Il y a de l'indécision dans nos fondements sociaux. Les masses ne sont pas innocentes, mais ce ne sont pas les classes populaires qui errent : ce sont leurs dirigeants. Entre les classes et leurs directions il y a une relation subtile mais contradictoire. Les idées du parti ne deviennent une force matérielle que lorsqu'elles pénètrent, comme on dit, « les cœurs et les esprits » ou « les muscles et les nerfs » de la foule. Autrement dit, les partis de gauche doivent maintenir le dialogue avec l'humour des classes qu'ils soutiennent, sinon ils sont condamnés à la marginalité.

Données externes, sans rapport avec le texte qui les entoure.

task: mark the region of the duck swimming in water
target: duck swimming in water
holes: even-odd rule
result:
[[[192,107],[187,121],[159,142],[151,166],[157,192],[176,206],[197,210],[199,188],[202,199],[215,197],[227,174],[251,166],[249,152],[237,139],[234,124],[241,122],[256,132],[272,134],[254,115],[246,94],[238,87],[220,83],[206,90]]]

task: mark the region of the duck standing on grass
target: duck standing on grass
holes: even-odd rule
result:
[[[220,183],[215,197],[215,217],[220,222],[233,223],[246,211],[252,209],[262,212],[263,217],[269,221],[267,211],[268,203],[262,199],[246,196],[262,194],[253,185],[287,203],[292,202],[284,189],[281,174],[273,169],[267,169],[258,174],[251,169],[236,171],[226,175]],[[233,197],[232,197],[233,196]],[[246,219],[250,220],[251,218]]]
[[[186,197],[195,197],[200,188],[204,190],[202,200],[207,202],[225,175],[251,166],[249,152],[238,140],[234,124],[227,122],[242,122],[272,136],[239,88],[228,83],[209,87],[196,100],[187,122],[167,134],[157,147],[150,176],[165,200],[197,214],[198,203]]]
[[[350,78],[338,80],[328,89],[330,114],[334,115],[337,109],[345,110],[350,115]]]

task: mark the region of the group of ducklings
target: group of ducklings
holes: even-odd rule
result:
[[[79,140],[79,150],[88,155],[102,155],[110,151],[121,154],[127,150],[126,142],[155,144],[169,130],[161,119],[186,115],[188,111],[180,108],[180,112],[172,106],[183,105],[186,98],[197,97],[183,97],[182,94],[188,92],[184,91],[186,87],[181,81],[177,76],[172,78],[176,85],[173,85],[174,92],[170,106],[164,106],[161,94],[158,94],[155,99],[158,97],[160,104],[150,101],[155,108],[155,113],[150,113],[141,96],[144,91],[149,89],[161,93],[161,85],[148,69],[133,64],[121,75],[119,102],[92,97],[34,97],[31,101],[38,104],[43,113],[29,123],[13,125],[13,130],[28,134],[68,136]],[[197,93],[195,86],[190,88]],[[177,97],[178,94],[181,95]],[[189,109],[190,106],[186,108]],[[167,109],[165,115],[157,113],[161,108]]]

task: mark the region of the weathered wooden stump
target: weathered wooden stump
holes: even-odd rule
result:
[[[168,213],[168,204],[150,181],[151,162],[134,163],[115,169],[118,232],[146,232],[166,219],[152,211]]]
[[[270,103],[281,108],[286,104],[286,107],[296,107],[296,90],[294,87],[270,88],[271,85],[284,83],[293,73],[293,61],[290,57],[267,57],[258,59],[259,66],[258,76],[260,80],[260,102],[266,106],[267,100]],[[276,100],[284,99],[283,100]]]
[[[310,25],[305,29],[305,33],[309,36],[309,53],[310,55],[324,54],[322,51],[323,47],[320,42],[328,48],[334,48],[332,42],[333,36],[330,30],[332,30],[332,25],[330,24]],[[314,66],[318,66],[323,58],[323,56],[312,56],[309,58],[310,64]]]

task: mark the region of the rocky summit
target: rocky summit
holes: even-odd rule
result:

Mais, paradoxalement, s'ils succombent à la pression souvent volatile des humeurs des masses, parce qu'ils sont instables, ils cessent d'être utiles. Les masses applaudissent les organisations qui réaffirment les conclusions auxquelles elles sont déjà parvenues, mais attendent de leurs dirigeants qu'ils regardent vers l'avenir, qu'ils indiquent une voie qu'ils pressentent, mais doutent.

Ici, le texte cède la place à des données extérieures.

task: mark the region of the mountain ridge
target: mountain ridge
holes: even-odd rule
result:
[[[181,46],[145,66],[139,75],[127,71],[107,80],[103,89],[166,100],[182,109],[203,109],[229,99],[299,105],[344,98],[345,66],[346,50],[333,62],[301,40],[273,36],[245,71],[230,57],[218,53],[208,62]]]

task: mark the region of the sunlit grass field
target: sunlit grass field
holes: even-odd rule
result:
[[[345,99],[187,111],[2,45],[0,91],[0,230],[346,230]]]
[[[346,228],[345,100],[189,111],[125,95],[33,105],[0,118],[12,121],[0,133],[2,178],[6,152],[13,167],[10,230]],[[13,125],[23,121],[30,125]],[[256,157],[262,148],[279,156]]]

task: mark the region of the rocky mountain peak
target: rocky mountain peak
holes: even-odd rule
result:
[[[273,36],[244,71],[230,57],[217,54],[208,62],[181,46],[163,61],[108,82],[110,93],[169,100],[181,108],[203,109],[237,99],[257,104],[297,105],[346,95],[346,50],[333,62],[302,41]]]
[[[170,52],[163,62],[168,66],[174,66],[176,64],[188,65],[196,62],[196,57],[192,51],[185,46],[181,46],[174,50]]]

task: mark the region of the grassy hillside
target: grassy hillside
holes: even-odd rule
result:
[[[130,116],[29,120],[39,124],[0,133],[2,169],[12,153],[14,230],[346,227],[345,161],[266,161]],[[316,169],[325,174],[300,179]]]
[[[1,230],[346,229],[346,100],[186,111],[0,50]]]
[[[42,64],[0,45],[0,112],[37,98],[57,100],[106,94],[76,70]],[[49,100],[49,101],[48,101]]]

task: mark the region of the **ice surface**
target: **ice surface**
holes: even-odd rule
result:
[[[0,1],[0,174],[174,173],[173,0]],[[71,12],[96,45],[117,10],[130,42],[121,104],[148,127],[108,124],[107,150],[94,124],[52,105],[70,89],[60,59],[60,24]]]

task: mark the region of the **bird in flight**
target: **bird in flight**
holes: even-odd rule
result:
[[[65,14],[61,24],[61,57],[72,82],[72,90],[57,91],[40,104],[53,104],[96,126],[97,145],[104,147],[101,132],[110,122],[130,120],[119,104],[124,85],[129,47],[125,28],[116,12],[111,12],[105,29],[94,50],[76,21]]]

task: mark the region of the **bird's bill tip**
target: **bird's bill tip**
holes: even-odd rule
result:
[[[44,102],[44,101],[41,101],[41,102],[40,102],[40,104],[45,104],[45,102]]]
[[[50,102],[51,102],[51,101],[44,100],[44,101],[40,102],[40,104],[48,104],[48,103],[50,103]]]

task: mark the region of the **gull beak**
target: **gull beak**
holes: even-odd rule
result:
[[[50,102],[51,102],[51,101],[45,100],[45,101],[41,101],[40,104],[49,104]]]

Dans les classes populaires, la perspective du pouvoir s'avère historiquement un processus extraordinairement difficile à construire. Dans les situations de stabilité, c'est-à-dire de défensive, les masses combattent toujours sur un terrain de résistance. Ils ne le font pas avec un plan pré-élaboré d'un modèle qu'ils veulent construire, mais avec la nécessité de renverser le gouvernement qu'ils détestent.
Mais ils ne peuvent pas faire le voyage seuls. Ils ont besoin d'un point d'appui pour surmonter toutes les insécurités qu'ils gardent en eux : parce qu'ils arrivent à des conclusions politiques à des rythmes différents, et qu'ils peuvent se lancer dans des combats décisifs trop tôt ou trop tard.
Au sens strict, il y a donc, en quelque sorte, un déplacement, un décalage, entre les classes et leurs représentations qui révèle et, en même temps, cache une volonté et un conflit. Cette inadéquation définit l'autonomie relative de la politique.
L'énergie de la mobilisation populaire peut se dissiper si elle ne trouve pas d'instruments politiques pour l'exprimer. Dans les rues le 7 septembre.
* Valerio Arcary est professeur retraité à l'IFSP. Auteur, entre autres livres, de La révolution rencontre l'histoire (Chaman).